Elle se mit alors à ronchonner dans son coin, se demandant si sa mère la connaissait vraiment pour ne pas savoir qu’elle connaît les goûts de son propre frère. Au moment de saisir la tablette, elle hésita, puis elle n’en prit non pas une mais deux, sans vraiment savoir pourquoi. Peut-être juste au cas où cette fois son frère serait là. Ça faisait maintenant cinq ans qu’elles ne l’avaient pas vu. La dernière fois, cela avait été pour les obsèques de leur père. Il s’était montré extrêmement distant, voire glacial, ce jour-là. Bien qu’elles se soient dit que cela allait lui passer, il semblait ne pas faire l’effort de donner des nouvelles de lui-même, ni même d’en prendre.
« Est-ce que je te prends… Commença Abigaëlle.
— Du gingembre confit ! » Enchaîna Esther.

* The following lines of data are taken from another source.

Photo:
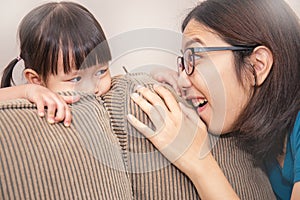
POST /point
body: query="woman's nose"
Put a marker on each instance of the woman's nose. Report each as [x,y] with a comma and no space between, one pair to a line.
[183,83]
[183,80]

Les deux femmes se sourirent mutuellement, bien qu’elles se montraient leur dos, l’une affairée à choisir quelle paire de boucles d’oreilles mettre, l’autre occupée à faire rentrer le pot de mayonnaise sans écraser les fraises.
C’était une belle journée de Mars et, effectivement, les cerisiers étaient en fleurs dans toute la ville. Sur le trajet jusqu’au parc, qui n’était qu’à une dizaine de minutes à pied de chez elles, elles rencontrèrent des gens du quartier qui avaient bien connu Frank, l’homme décédé du cadre. Aussi s’arrêtèrent-elles régulièrement pour échanger quelques mondanités et cancans avec ces personnes, et ça leur faisait étonnamment du bien.
Une fois arrivées devant la grille du parc, un petit pincement au cœur les prit toutes les deux. Ce parc était le préféré de Frank. C’était celui qui abritait le plus de cerisiers de tous ceux de la ville, avec également différentes essences de cerisiers japonais, ceux-là même qui avaient valu quelques prix arboricoles à la ville.
Elles s’avancèrent dans l’allée et reconnurent, de dos, des membres plus éloignés de leur famille qu’elles n’avaient pas vu depuis l’enterrement. Des oncles, des tantes, des cousins et cousines, plus ou moins germains. Elles les hélèrent et ceux-ci se retournèrent, les saluèrent, et les attendirent. Tous avaient également prévu leurs victuailles. Ils avaient tenu leur promesse de venir pic-niquer sous les cerisiers. Ils allèrent se placer à l’ombre du plus grand et du plus beau des cerisiers du parc, celui-là même où Abigaëlle et Esther ont passé les meilleurs moments de leur vie avec Frank. Les meilleures siestes de leur vie aussi.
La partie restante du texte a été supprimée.